Las campañas napoleónicas



Las campañas napoleónicas

Durante el Consulado y el imperio, Napoleón tuvo que continuar las guerras contra las diversas coaliciones de las potencias enemigas: Inglaterra, Austria, Prusia y Rusia. Los monarcas de estos países veían en Napoleón un producto y una continuación de la Revolución. Napoleón con sus extraordinarias habilidades militares las venció a todas, engrandeció a Francia, redujo los territorios de Austria y Prusia, disolvió el Sacro Imperio, creo nuevamente el estado polaco y hasta los estados derrotados tuvieron que ser sus aliados forzosos. Para vencer a Inglaterra, decreto el bloqueo continental, invadió a Portugal y provoco los sucesos de España que culminaron también en la ocupación de este país por los franceses. El papa Pio VII por oponerse al bloqueo fue llevado prisionero a Paris.

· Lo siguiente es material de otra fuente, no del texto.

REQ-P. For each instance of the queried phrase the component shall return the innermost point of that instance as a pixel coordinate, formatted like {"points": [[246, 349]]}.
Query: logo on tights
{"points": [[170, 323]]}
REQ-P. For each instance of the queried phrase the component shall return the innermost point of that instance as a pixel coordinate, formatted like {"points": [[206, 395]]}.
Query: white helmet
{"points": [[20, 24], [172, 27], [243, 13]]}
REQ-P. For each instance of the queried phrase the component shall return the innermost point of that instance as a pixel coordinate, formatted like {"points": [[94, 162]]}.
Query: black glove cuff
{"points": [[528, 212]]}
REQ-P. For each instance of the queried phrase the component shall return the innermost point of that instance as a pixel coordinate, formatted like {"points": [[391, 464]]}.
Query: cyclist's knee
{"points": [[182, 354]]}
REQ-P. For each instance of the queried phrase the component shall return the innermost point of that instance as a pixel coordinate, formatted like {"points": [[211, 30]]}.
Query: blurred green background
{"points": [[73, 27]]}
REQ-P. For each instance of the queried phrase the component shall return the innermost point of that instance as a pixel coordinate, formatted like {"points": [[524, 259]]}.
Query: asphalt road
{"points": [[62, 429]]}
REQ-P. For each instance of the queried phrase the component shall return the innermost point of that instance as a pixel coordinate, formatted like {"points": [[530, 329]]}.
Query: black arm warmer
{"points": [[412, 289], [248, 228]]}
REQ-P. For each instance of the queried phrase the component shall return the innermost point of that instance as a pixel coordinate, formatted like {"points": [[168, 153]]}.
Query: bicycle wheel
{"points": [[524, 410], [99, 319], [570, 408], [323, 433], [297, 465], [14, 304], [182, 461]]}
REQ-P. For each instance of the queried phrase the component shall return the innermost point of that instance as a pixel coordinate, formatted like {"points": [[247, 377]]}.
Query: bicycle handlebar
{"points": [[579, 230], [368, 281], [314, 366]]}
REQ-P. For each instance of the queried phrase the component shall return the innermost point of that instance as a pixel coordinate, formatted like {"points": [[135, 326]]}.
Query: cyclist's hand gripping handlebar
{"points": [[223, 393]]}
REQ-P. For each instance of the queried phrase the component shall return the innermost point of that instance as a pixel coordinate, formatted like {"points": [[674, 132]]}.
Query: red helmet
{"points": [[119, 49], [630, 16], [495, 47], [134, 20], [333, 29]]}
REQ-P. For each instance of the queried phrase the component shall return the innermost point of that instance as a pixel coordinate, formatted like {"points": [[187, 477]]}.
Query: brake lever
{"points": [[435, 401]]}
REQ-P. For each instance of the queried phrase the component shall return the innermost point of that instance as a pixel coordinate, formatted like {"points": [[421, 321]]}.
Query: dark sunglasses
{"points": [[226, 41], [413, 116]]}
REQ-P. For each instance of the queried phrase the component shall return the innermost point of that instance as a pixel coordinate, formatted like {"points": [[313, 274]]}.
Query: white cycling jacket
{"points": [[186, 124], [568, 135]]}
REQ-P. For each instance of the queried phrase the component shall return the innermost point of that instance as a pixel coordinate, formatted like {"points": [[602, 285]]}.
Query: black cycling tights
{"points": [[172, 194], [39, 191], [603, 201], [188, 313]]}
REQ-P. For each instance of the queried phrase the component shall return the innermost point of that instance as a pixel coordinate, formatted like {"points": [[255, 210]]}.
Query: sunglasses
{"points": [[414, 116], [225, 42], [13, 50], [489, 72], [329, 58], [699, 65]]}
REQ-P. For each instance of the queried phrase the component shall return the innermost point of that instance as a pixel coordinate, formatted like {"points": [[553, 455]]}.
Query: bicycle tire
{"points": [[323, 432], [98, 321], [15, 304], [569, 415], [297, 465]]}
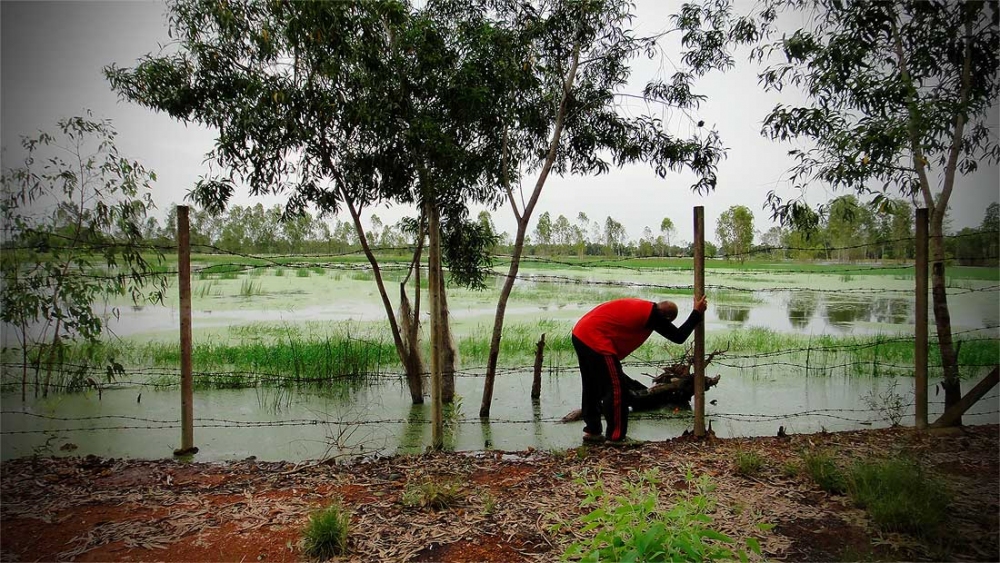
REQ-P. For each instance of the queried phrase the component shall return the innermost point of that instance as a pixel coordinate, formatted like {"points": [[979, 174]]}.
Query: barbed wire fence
{"points": [[160, 378]]}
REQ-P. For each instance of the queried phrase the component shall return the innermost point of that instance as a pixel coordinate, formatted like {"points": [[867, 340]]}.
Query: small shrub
{"points": [[749, 463], [822, 469], [326, 534], [635, 527], [791, 469], [898, 495], [432, 494]]}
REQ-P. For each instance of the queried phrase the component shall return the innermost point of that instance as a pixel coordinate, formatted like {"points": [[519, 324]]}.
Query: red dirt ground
{"points": [[91, 509]]}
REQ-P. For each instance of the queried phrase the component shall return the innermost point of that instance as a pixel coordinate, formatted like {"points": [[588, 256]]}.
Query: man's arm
{"points": [[675, 334]]}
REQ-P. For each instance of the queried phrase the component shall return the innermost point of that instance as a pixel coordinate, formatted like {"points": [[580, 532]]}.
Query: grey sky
{"points": [[53, 52]]}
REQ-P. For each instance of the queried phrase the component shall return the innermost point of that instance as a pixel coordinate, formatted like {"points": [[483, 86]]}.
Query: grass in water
{"points": [[249, 288]]}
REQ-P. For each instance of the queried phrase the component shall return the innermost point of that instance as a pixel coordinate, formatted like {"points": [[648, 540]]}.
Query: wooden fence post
{"points": [[920, 322], [699, 331], [184, 284], [536, 382]]}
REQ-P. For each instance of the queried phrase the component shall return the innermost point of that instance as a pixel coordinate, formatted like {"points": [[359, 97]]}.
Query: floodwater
{"points": [[235, 424], [274, 424]]}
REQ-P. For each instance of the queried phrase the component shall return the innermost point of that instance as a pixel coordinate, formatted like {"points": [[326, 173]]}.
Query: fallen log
{"points": [[673, 387]]}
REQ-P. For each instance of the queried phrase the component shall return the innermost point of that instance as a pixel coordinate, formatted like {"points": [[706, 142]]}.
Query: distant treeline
{"points": [[845, 231]]}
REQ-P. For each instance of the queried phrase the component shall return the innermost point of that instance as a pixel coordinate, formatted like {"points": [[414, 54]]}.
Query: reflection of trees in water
{"points": [[891, 310], [843, 313], [801, 307], [732, 313], [412, 439]]}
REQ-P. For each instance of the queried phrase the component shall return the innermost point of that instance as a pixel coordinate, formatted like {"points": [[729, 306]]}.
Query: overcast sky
{"points": [[53, 53]]}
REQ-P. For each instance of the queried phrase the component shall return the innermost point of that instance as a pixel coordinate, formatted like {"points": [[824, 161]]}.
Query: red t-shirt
{"points": [[617, 327]]}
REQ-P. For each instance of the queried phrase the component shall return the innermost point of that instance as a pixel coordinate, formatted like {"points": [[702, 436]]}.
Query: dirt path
{"points": [[93, 509]]}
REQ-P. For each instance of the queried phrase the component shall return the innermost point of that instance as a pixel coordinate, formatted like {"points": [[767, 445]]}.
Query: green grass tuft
{"points": [[432, 494], [899, 496], [824, 471], [326, 534], [749, 463]]}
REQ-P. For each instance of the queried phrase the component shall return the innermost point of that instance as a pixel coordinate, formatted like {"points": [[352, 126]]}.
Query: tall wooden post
{"points": [[433, 282], [920, 271], [184, 283], [699, 331], [536, 381]]}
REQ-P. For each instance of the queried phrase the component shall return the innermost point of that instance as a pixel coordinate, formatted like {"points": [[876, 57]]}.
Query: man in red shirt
{"points": [[603, 338]]}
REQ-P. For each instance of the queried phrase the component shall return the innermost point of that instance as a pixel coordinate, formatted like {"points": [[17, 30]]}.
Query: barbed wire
{"points": [[158, 424]]}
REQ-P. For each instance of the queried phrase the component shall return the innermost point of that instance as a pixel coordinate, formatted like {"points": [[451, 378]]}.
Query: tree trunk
{"points": [[434, 259], [401, 349], [942, 317], [522, 227], [448, 353], [410, 325], [413, 363]]}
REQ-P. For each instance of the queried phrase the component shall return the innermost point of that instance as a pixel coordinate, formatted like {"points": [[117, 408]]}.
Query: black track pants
{"points": [[604, 391]]}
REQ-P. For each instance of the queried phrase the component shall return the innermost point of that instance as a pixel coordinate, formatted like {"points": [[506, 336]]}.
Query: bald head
{"points": [[668, 309]]}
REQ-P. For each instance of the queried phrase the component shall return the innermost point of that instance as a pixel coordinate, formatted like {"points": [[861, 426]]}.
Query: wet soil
{"points": [[505, 508]]}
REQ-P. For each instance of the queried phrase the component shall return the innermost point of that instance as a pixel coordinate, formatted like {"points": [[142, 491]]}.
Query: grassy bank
{"points": [[272, 354]]}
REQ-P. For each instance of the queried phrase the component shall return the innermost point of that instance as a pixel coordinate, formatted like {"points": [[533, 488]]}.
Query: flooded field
{"points": [[753, 398]]}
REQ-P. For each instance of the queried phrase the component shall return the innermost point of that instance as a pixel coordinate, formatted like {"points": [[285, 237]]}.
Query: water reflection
{"points": [[892, 310], [733, 313], [801, 307], [843, 313]]}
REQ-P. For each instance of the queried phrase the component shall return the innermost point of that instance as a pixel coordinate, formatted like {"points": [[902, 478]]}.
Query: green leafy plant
{"points": [[72, 217], [326, 534], [636, 526], [889, 404], [432, 494], [898, 495]]}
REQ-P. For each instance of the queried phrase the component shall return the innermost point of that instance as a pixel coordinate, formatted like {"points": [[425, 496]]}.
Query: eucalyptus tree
{"points": [[567, 118], [899, 97], [668, 230], [73, 217], [734, 230], [346, 105]]}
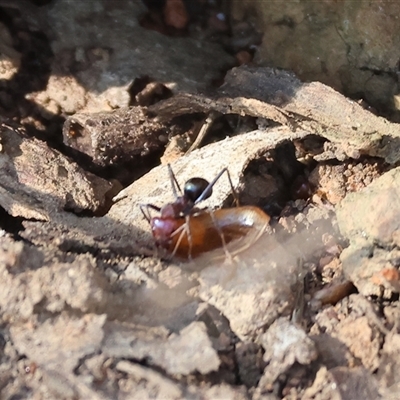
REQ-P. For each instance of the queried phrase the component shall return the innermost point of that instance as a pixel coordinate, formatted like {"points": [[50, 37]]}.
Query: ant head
{"points": [[195, 187]]}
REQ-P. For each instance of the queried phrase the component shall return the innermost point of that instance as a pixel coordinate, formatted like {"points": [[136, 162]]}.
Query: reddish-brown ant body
{"points": [[187, 232]]}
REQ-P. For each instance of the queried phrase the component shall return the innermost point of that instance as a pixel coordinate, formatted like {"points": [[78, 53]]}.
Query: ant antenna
{"points": [[203, 196], [174, 182]]}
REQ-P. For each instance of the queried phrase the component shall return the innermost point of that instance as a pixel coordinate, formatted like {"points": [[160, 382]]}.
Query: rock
{"points": [[185, 353], [285, 344], [365, 218], [37, 181]]}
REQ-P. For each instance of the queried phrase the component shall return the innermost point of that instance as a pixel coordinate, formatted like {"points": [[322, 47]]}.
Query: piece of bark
{"points": [[37, 181], [286, 100], [119, 136], [155, 187]]}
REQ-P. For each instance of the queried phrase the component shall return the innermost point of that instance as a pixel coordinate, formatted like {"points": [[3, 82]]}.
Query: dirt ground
{"points": [[297, 298]]}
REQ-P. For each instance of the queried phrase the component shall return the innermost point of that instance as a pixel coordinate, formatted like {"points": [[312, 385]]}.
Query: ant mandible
{"points": [[187, 232]]}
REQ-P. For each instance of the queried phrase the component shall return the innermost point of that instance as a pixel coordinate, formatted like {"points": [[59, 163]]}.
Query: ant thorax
{"points": [[180, 208]]}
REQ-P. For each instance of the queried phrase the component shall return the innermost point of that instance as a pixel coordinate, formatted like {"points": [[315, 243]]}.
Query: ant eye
{"points": [[195, 187]]}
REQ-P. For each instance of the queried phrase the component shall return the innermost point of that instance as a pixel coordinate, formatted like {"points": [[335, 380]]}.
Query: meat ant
{"points": [[187, 231]]}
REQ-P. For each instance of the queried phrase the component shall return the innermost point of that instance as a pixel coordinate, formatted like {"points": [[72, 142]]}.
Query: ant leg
{"points": [[212, 183], [174, 182], [189, 235], [181, 230], [147, 213]]}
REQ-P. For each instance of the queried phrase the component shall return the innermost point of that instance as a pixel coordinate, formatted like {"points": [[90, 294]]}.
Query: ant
{"points": [[187, 231]]}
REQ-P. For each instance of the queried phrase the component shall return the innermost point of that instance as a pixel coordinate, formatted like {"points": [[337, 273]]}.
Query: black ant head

El bloqueo perjudico más al continente que a Inglaterra y comenzó el malestar incluso de la burguesía francesa que apoyaba a Napoleón. El zar Alejandro reanudo el comercio en Inglaterra y Napoleón marcho sobre Rusia con más de medio millón de soldados. La campaña fue desastrosa por la inmensidad del territorio, la guerra de guerrillas de los cosacos y el frio. Napoleón se retiró y las demás potencias aprovecharon para combatirlo nuevamente. En 1814 Napoleón abdico y las monarquías vencedoras le respetaron el titulo imperial y le dieron la pequeña isla de Elba, en las costas de Italia. Pero poco después regreso a Francia y tomo el poder. Las potencias lo derrotaron en la batalla de Waterloo (1815) y lo desterraron a la isla inglesa de Santa Elena en el Atlántico.